Once the value of the family business is determined and the rate of return over the time that the shareholder has received on their investment is calculated, this rate is compared to what the investor would normally require on a similar investment. If the rate of return is adequate, then the compensation paid to the officers is presumed reasonable.

In light of the above, the following proactive steps will help protect your family business from the IRS challenge to owners compensation:

  1. Strong consideration should be given to establishing a method or formula for determining an officer’s compensation. In excess compensation, the courts have not been inclined to challenge the compensation paid to an owner if it is consistent with a long-standing and economically sensible formula or method. If the corporation has a method it follows over time that correlates the corporation’s performance with compensation paid to officers, the IRS is less likely to successfully challenge compensation.
  2. The corporation should consider declaring dividends if the situation warrants. If the corporation is very profitable and the cash is not needed for some other valid business reason, then declaring dividends may be appropriate. Historical studies show that over the last 15 years, the vast majority (between 80% and 90%) of the return that investors receive from an equity investment is from capital appreciation, not dividends. Thus, dividends do not have to be a big portion of the return on the investment. From an audit standpoint, the IRS will have a difficult time making the excess compensation argument if the corporation has declared dividends.
  3. Consider having the corporation elect “S” status. An “S” election is a special election that a regular “C”

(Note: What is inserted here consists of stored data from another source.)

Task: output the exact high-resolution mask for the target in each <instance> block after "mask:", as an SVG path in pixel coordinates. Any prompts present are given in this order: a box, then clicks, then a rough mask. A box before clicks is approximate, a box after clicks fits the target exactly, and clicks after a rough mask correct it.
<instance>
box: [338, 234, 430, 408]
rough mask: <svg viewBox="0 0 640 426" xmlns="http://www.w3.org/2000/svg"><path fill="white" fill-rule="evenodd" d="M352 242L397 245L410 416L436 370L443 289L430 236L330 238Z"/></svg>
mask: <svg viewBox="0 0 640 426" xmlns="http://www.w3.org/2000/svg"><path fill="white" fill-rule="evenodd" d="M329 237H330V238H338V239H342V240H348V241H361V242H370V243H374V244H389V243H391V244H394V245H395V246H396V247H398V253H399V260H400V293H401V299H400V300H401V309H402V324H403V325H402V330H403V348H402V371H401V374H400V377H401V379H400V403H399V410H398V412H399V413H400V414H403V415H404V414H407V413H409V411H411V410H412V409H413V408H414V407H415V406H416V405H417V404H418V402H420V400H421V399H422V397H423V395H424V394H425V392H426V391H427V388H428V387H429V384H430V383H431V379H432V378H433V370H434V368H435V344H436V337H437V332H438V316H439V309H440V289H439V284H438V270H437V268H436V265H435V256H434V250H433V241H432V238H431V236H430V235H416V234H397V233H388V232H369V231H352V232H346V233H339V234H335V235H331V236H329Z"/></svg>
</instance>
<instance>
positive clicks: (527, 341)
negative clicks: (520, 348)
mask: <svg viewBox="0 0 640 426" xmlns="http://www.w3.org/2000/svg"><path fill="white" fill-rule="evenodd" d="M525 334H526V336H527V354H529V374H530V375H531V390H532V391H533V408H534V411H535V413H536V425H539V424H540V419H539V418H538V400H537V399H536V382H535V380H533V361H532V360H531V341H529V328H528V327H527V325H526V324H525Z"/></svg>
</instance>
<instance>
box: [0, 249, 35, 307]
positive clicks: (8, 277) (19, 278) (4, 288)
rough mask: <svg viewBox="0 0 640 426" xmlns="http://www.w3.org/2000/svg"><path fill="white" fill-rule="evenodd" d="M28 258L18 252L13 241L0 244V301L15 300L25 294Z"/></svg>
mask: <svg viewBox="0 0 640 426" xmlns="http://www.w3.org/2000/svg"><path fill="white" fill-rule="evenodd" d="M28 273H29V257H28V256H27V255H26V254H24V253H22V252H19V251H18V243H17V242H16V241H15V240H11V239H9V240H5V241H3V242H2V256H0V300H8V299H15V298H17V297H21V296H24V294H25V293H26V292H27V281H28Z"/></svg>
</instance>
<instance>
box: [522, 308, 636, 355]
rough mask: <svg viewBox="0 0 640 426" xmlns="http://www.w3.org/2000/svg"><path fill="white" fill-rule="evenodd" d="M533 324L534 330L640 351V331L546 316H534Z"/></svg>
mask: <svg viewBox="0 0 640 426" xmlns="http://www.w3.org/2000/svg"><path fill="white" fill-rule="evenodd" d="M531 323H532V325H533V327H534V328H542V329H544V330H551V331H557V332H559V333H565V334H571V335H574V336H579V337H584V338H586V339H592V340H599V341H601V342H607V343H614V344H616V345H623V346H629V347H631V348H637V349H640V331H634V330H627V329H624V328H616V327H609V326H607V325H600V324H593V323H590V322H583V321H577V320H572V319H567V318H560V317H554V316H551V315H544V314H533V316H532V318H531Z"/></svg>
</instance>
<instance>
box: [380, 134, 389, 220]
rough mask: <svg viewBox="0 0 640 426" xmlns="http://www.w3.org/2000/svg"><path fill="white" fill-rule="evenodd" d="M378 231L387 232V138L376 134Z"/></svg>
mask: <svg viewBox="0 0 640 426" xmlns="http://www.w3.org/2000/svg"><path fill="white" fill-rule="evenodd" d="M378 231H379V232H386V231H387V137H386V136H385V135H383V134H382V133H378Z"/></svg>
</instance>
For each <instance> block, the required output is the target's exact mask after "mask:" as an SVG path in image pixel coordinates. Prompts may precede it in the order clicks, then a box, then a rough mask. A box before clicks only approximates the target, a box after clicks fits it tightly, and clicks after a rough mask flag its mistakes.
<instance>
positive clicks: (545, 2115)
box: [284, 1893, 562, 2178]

    corporation can make such that the corporation does not pay any corporate income tax. Any net income that the “S” corporation makes, flows through the shareholders and is taxed on them personally. Since there is no “double tax” possible with the “S” corporation, the IRS cannot raise the excess compensation issue. An “S” corporation and taxation of its shareholders is very complex and there are some negative aspects to an “S” election. Careful analysis should be undertaken before an “S” election is made.
  4. Finally, if an owner has received a substantial salary and the corporation does not have a compensation formula, or a history of declaring dividends consider obtaining a professional evaluation. A professional evaluation will help determine if there is a problem. A professional evaluation will also help you decided what steps you might take in order to prevent a problem. A proactive change in compensation and dividend policy prior to an IRS audit will sometimes discourage the IRS from making the “excess compensation” argument.